HABER MERKEZİ– ÖSYM’nin yayımladığı tercih kılavuzuna göre devlet üniversitelerindeki lisans bölümlerinin büyük bir kısmında profesör bulunmuyor. Özellikle rağbet gören bölümler dahil olmak üzere çok sayıda akademik birim ciddi öğretim üyesi eksikliğiyle karşı karşıya.
ÖSYM tarafından yayımlanan 2025 tercih kılavuzuna göre, devlet üniversitelerindeki 1.278 lisans bölümünde hiç profesör görev yapmıyor. Bununla birlikte, 990 bölümde doçent de yer almıyor. 400 bölümde ise ne profesör ne de doçent bulunmuyor. Akademik kadro yetersizliğine rağmen bu bölümler tercih kılavuzunda öğrenci alımı yapacak şekilde listelendi.
Dikkat çekici örneklerden biri Trabzon Üniversitesi Tıp Fakültesi. Fakülte, ne profesör ne doçent kadrosuna sahip olmamasına rağmen 60 öğrenci kontenjanı açtı. Afyon Kocatepe, Çankırı Karatekin ve İnönü Üniversiteleri’nin hukuk fakültelerinde de hiç profesör yok.
Boğaziçi, Gaziantep, Sakarya gibi köklü üniversitelerin hukuk fakültelerinde ise yalnızca birer profesör görev yapıyor.
Batman, Van, Bingöl, Iğdır, Hatay gibi şehirlerdeki diş hekimliği fakülteleri tamamen profesörsüz. Türkiye’de son yıllarda önemi giderek artan yapay zekâ, veri mühendisliği ve makine öğrenmesi bölümleri de hiç profesör olmadan eğitim vermeye hazırlanıyor.

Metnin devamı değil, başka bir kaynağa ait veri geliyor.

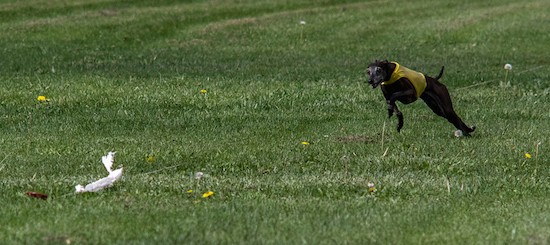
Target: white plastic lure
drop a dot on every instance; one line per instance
(103, 183)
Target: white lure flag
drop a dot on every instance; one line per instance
(108, 181)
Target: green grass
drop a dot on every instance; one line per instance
(126, 76)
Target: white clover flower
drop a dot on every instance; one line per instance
(508, 67)
(199, 175)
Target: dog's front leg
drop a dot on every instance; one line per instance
(391, 107)
(406, 96)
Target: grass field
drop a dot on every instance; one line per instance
(277, 115)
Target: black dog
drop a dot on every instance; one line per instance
(405, 85)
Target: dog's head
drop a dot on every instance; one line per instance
(378, 72)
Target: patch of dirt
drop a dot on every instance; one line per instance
(357, 139)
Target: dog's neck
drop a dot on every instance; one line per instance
(390, 68)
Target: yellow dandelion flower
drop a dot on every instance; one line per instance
(207, 194)
(372, 187)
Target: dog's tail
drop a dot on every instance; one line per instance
(440, 73)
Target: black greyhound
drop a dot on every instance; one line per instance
(404, 85)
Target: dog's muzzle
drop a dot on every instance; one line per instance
(373, 83)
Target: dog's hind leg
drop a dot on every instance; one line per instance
(441, 105)
(399, 117)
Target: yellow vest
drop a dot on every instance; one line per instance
(417, 79)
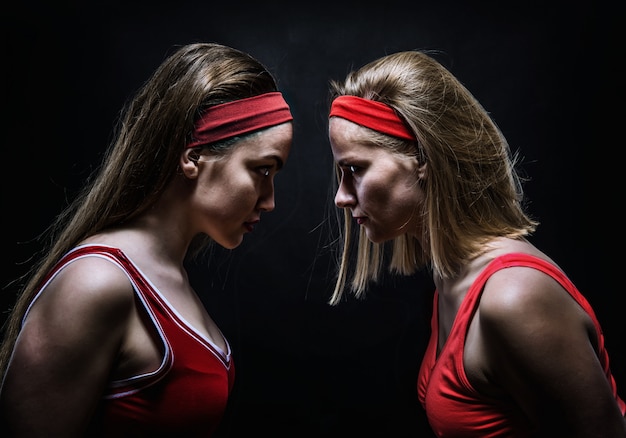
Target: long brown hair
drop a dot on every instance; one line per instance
(142, 158)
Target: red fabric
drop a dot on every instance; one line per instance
(454, 408)
(187, 395)
(371, 114)
(239, 117)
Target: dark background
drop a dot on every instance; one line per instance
(305, 369)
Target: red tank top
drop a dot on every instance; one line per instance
(187, 394)
(454, 408)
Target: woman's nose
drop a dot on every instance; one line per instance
(344, 198)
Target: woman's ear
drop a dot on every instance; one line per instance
(189, 163)
(421, 170)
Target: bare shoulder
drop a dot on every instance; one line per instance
(89, 291)
(521, 300)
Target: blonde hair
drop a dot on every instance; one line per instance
(473, 192)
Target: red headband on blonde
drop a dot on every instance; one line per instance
(239, 117)
(371, 114)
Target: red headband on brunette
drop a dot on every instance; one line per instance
(371, 114)
(240, 117)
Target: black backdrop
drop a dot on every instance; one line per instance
(305, 369)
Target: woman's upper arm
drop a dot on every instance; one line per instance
(542, 349)
(66, 349)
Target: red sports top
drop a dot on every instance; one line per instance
(187, 394)
(454, 408)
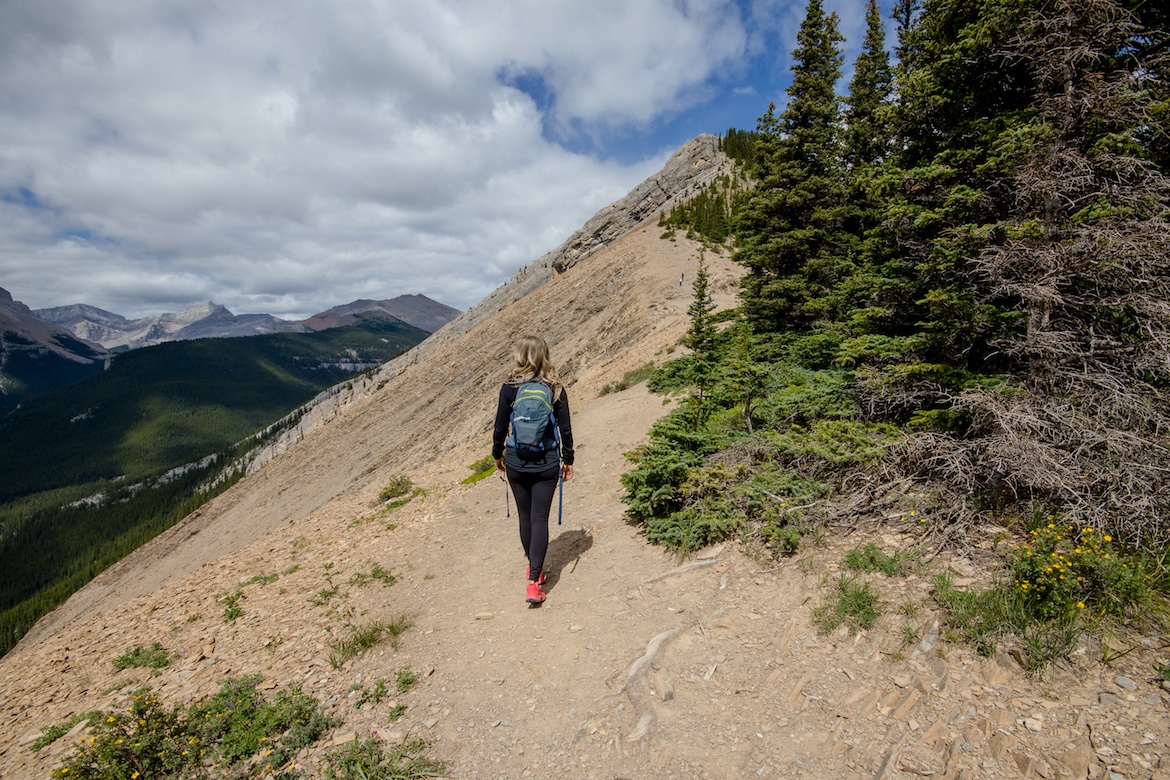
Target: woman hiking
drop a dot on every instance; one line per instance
(530, 454)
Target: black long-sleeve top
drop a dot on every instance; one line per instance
(503, 419)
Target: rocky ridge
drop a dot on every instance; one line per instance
(639, 665)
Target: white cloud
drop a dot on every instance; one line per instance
(288, 156)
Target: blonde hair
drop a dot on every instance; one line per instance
(532, 361)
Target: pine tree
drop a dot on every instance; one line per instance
(1085, 252)
(866, 136)
(791, 227)
(700, 366)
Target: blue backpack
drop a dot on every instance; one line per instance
(534, 425)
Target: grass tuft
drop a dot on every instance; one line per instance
(851, 602)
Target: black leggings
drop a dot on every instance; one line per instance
(534, 501)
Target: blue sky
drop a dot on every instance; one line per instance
(290, 156)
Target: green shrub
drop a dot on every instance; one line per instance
(480, 470)
(152, 657)
(367, 759)
(236, 730)
(871, 558)
(231, 602)
(1061, 570)
(363, 637)
(851, 601)
(238, 723)
(628, 379)
(376, 573)
(397, 487)
(404, 678)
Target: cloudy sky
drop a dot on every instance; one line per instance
(290, 156)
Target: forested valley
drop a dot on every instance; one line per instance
(94, 471)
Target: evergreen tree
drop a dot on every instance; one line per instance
(866, 136)
(790, 228)
(1085, 255)
(700, 366)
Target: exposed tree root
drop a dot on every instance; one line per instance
(682, 570)
(637, 687)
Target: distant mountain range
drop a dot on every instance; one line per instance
(210, 319)
(45, 350)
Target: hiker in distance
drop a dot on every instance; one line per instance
(538, 453)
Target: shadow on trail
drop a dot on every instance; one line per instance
(564, 552)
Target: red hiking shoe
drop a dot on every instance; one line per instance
(535, 593)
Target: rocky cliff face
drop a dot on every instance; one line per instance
(696, 163)
(38, 357)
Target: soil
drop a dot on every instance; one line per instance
(639, 664)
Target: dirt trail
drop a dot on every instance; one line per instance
(638, 665)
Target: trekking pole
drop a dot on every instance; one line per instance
(507, 503)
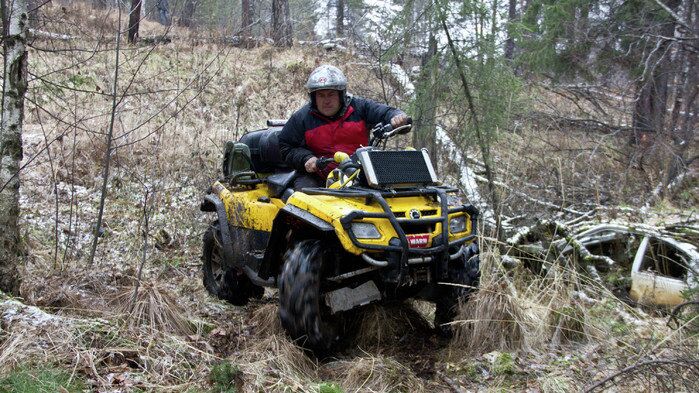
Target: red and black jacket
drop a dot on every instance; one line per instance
(308, 133)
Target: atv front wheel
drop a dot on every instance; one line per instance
(231, 285)
(464, 271)
(302, 311)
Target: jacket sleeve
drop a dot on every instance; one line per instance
(292, 143)
(374, 113)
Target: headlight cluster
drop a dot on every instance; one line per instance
(365, 230)
(457, 224)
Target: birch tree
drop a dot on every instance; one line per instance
(281, 23)
(15, 20)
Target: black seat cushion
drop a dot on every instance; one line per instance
(264, 150)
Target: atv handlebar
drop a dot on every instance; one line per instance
(383, 132)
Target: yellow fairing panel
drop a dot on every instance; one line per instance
(331, 209)
(252, 209)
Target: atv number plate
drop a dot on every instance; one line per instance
(419, 240)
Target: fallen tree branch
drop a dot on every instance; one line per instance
(676, 310)
(676, 367)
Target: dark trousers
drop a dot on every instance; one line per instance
(307, 180)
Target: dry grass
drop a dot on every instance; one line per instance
(385, 327)
(154, 308)
(374, 374)
(273, 363)
(265, 321)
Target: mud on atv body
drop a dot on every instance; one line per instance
(384, 231)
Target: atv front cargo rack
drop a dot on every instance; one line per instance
(408, 255)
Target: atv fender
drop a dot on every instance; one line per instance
(213, 203)
(220, 209)
(290, 217)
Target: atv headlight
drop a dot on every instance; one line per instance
(365, 230)
(457, 224)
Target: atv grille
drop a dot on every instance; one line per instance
(397, 168)
(411, 229)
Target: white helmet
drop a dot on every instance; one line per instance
(326, 77)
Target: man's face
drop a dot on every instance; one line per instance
(328, 102)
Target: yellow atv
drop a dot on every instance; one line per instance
(382, 230)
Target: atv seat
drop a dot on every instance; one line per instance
(256, 151)
(280, 184)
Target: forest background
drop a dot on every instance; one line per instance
(114, 119)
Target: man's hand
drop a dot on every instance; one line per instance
(311, 165)
(399, 120)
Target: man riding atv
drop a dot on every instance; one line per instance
(383, 229)
(332, 121)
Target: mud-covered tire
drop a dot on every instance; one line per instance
(302, 311)
(231, 285)
(464, 271)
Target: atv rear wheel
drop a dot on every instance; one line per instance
(302, 310)
(231, 285)
(464, 271)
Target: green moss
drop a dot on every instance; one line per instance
(329, 387)
(223, 377)
(504, 364)
(40, 378)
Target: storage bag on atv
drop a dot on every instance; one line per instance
(263, 154)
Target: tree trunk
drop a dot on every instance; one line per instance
(686, 108)
(187, 13)
(281, 23)
(425, 100)
(511, 20)
(652, 87)
(409, 30)
(340, 18)
(246, 28)
(14, 88)
(134, 20)
(164, 16)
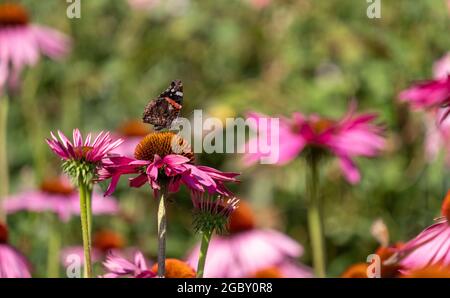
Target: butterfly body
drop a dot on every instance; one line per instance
(163, 110)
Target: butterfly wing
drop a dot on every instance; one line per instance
(162, 111)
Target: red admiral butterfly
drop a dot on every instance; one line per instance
(162, 111)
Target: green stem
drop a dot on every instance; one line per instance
(89, 210)
(4, 170)
(53, 251)
(34, 120)
(315, 217)
(85, 230)
(206, 238)
(162, 228)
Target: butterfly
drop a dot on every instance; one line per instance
(163, 110)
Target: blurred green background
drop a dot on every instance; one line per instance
(306, 55)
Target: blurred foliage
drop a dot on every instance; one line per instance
(305, 55)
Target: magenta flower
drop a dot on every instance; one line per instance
(428, 94)
(431, 247)
(248, 251)
(437, 136)
(441, 68)
(156, 161)
(104, 242)
(434, 93)
(131, 132)
(350, 137)
(22, 43)
(118, 266)
(143, 4)
(12, 263)
(60, 197)
(91, 152)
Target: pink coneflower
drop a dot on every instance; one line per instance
(250, 252)
(22, 43)
(59, 196)
(118, 266)
(433, 94)
(143, 4)
(164, 161)
(350, 137)
(104, 242)
(82, 161)
(436, 123)
(131, 132)
(437, 135)
(156, 162)
(91, 152)
(428, 94)
(431, 247)
(12, 263)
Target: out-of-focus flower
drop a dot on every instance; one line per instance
(437, 136)
(59, 196)
(82, 159)
(212, 214)
(433, 94)
(143, 4)
(132, 133)
(250, 252)
(22, 43)
(118, 266)
(164, 157)
(12, 263)
(259, 4)
(350, 137)
(428, 94)
(176, 269)
(170, 7)
(433, 271)
(431, 247)
(91, 152)
(104, 242)
(380, 232)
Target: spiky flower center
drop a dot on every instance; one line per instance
(81, 152)
(213, 214)
(176, 269)
(242, 219)
(106, 240)
(3, 233)
(269, 272)
(12, 14)
(57, 186)
(134, 128)
(162, 144)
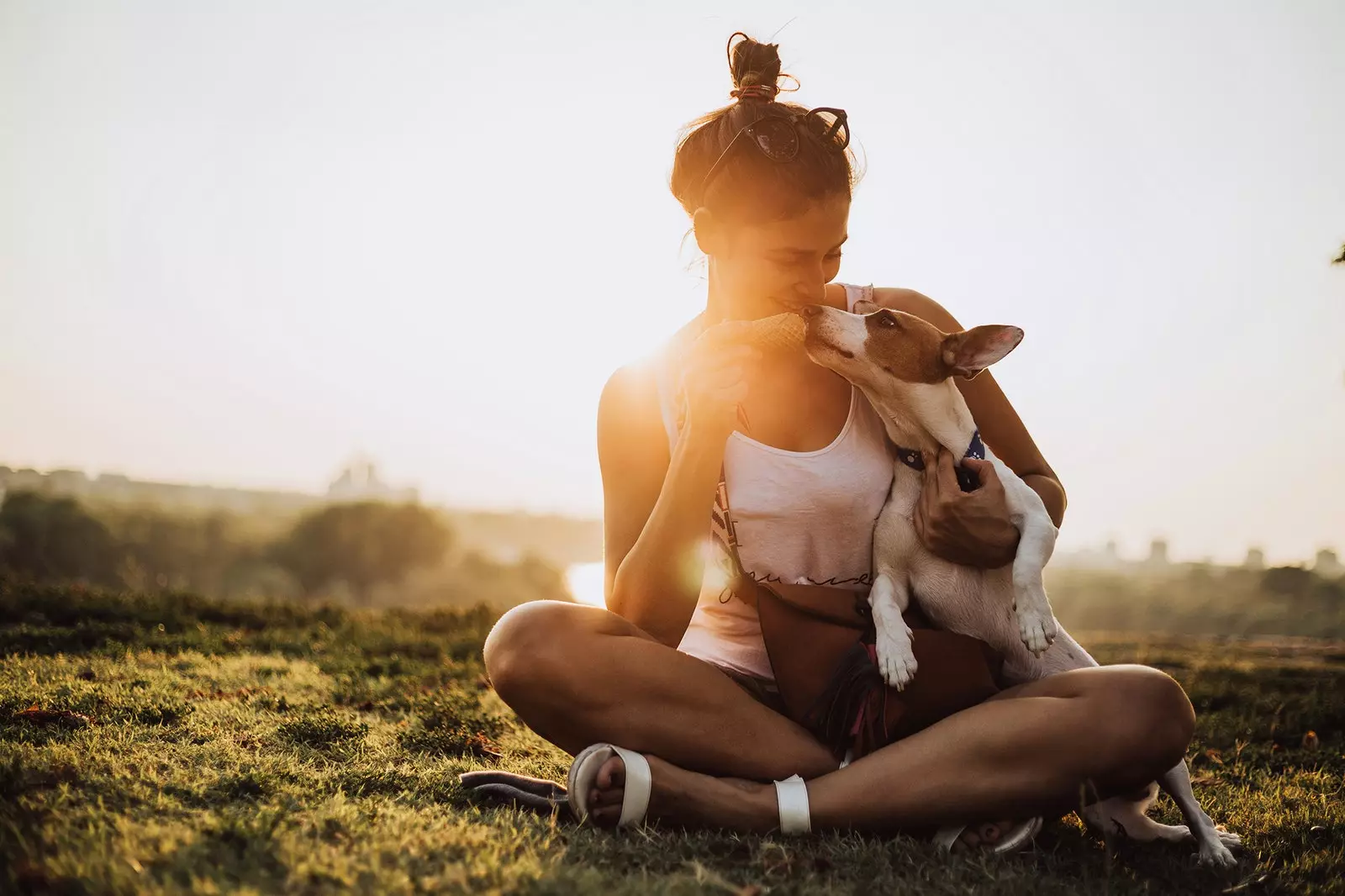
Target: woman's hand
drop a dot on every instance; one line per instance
(968, 528)
(715, 381)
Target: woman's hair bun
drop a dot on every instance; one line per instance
(753, 65)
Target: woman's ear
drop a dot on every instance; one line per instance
(709, 232)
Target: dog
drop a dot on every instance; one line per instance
(905, 367)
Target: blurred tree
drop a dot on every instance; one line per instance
(54, 540)
(1290, 582)
(362, 544)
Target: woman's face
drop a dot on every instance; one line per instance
(780, 266)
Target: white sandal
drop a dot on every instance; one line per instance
(1019, 835)
(791, 794)
(636, 801)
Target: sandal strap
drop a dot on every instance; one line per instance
(639, 783)
(791, 798)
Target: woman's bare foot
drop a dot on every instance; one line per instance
(984, 835)
(686, 798)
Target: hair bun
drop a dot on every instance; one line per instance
(755, 67)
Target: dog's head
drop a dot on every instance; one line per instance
(880, 347)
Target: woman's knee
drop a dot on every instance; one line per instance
(1150, 716)
(522, 645)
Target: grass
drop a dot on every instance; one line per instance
(187, 746)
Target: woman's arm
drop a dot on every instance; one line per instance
(657, 508)
(1001, 430)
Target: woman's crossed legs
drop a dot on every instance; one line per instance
(583, 674)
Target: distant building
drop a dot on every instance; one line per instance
(360, 482)
(1328, 564)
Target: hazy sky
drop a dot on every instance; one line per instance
(240, 241)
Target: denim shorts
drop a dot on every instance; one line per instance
(760, 689)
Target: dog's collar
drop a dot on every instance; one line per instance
(966, 479)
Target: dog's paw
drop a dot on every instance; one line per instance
(896, 660)
(1216, 855)
(1037, 630)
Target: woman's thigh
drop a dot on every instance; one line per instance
(583, 674)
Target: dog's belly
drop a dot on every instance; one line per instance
(979, 603)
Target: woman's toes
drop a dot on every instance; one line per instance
(609, 791)
(612, 774)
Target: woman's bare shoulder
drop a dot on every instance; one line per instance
(916, 303)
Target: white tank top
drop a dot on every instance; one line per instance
(802, 517)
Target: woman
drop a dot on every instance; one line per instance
(672, 673)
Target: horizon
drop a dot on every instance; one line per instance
(214, 272)
(1125, 555)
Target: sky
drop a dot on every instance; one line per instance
(242, 241)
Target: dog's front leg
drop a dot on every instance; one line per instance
(889, 598)
(1214, 842)
(1036, 542)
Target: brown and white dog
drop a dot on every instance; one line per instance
(905, 367)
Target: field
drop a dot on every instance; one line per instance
(175, 744)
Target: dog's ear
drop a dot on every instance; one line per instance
(970, 351)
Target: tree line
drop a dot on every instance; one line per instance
(363, 551)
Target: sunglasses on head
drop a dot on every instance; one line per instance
(778, 136)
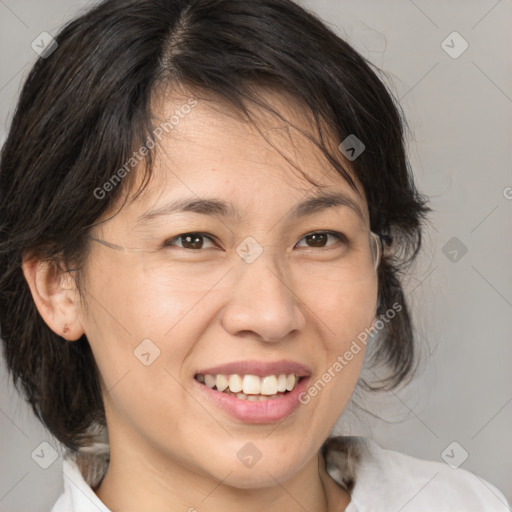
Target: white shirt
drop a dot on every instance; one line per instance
(385, 481)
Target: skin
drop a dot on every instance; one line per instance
(172, 449)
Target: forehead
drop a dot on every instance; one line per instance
(212, 151)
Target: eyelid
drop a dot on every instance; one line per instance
(339, 235)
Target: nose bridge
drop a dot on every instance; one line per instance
(263, 300)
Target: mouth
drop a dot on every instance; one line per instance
(254, 391)
(251, 387)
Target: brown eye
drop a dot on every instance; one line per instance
(193, 241)
(321, 238)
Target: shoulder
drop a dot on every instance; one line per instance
(381, 479)
(80, 475)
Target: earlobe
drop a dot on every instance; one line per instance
(55, 295)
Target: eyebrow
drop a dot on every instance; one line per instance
(218, 208)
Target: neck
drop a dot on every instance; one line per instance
(134, 483)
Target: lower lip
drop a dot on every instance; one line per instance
(266, 411)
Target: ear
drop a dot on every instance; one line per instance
(56, 297)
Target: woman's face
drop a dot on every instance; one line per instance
(249, 291)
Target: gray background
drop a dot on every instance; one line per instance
(460, 113)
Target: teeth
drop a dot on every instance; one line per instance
(269, 385)
(281, 383)
(235, 383)
(290, 382)
(221, 382)
(251, 385)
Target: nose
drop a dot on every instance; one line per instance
(263, 302)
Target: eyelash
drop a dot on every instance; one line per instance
(169, 243)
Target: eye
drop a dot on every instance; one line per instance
(320, 238)
(194, 241)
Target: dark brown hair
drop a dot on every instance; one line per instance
(86, 106)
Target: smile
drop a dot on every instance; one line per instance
(251, 387)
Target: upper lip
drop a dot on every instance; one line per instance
(258, 368)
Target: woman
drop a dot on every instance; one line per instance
(205, 208)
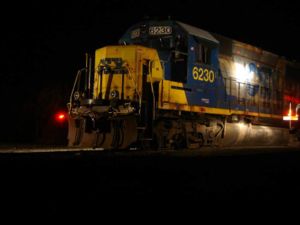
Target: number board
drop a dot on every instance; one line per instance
(160, 30)
(204, 74)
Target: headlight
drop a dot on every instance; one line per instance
(76, 95)
(114, 94)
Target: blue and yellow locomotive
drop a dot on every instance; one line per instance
(171, 85)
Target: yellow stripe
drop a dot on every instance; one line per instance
(217, 111)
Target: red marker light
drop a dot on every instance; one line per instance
(60, 117)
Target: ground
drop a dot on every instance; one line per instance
(69, 184)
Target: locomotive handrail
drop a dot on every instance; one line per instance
(73, 89)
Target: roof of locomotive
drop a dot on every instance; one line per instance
(195, 31)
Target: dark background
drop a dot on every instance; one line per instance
(42, 45)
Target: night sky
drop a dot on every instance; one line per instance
(43, 45)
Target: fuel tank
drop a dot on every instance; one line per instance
(247, 134)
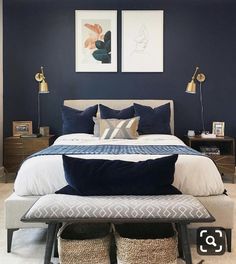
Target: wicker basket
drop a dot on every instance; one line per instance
(84, 244)
(145, 250)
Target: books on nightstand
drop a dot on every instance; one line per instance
(212, 150)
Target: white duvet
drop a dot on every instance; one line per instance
(196, 175)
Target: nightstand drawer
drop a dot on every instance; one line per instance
(17, 149)
(225, 164)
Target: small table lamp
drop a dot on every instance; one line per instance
(43, 89)
(191, 88)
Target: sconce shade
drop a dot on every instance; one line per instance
(43, 87)
(191, 87)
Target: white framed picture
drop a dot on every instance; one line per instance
(142, 41)
(95, 41)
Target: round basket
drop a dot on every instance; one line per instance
(87, 245)
(148, 251)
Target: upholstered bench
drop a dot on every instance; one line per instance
(54, 209)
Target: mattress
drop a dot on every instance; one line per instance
(195, 175)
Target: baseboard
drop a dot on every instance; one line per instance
(2, 173)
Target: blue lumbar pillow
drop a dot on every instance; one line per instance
(153, 120)
(107, 113)
(118, 177)
(76, 121)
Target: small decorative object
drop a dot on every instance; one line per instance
(191, 88)
(44, 131)
(43, 89)
(218, 128)
(21, 128)
(191, 133)
(142, 41)
(96, 40)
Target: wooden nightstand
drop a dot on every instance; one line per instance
(225, 161)
(16, 149)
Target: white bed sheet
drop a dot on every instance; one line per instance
(195, 175)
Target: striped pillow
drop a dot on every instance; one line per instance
(119, 128)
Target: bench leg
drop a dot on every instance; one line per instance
(49, 244)
(55, 250)
(228, 233)
(185, 243)
(9, 238)
(180, 250)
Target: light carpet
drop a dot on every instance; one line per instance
(29, 244)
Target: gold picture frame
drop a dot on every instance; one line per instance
(21, 128)
(218, 128)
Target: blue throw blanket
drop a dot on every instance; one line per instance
(117, 149)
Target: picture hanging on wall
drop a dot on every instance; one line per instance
(142, 41)
(96, 41)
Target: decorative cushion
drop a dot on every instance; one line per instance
(118, 177)
(76, 121)
(96, 130)
(119, 128)
(107, 112)
(153, 120)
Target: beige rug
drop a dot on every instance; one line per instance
(28, 244)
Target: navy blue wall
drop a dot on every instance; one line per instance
(196, 32)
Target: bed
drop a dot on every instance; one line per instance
(44, 174)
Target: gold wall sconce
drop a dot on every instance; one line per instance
(192, 87)
(42, 89)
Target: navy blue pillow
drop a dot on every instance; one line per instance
(107, 112)
(76, 121)
(153, 120)
(117, 177)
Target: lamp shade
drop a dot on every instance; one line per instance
(43, 87)
(191, 87)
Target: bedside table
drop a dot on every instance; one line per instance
(16, 149)
(225, 161)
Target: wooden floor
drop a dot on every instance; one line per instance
(28, 244)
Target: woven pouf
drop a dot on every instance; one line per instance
(84, 244)
(148, 251)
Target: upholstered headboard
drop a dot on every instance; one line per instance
(120, 103)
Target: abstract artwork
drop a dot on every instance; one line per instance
(96, 40)
(142, 41)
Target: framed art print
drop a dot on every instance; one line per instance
(142, 41)
(20, 128)
(218, 128)
(96, 41)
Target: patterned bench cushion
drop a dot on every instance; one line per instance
(169, 208)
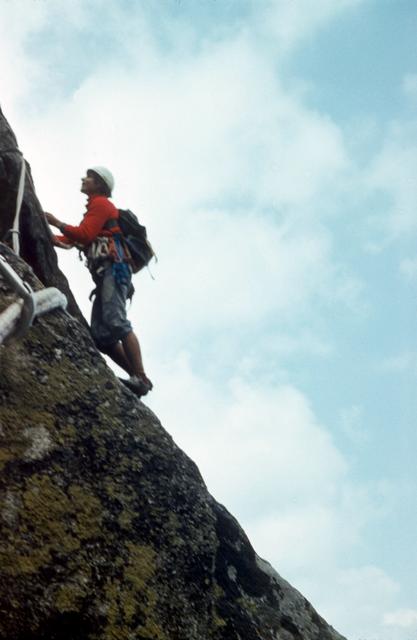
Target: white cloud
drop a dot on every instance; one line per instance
(392, 175)
(292, 22)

Bu bölümler arasında bazı üniversitelerde doçent dahi bulunmuyor.
Özellikle yazılım ve bilgisayar mühendisliği gibi teknoloji çağının en kritik alanlarında ciddi bir kadro krizi yaşanıyor. 19 üniversitedeki yazılım mühendisliği, 35 üniversitedeki bilgisayar mühendisliği bölümünde tek bir profesör dahi bulunmuyor. Genel toplamda, 200’den fazla mühendislik bölümü profesörsüz durumda.
Psikoloji bölümlerinde de benzer bir tablo söz konusu. Türkiye genelindeki 62 üniversitedeki psikoloji bölümünün 34’ünde profesör bulunmuyor. Sosyal hizmet bölümlerinin ise 29’u profesörsüz durumda. 117 üniversitedeki hemşirelik bölümlerinin 32’sinde de aynı eksiklik göze çarpıyor.
Eğitim uzmanları ve akademisyenler, YÖK’ün son yıllarda niceliksel genişlemeye öncelik verdiğini ancak nitelik sorununun giderek derinleştiğini ifade ediyor. Kadrosu yetersiz fakültelerle açılan kontenjanların, üniversite eğitiminin kalitesini ciddi biçimde zedeleyeceği vurgulanıyor.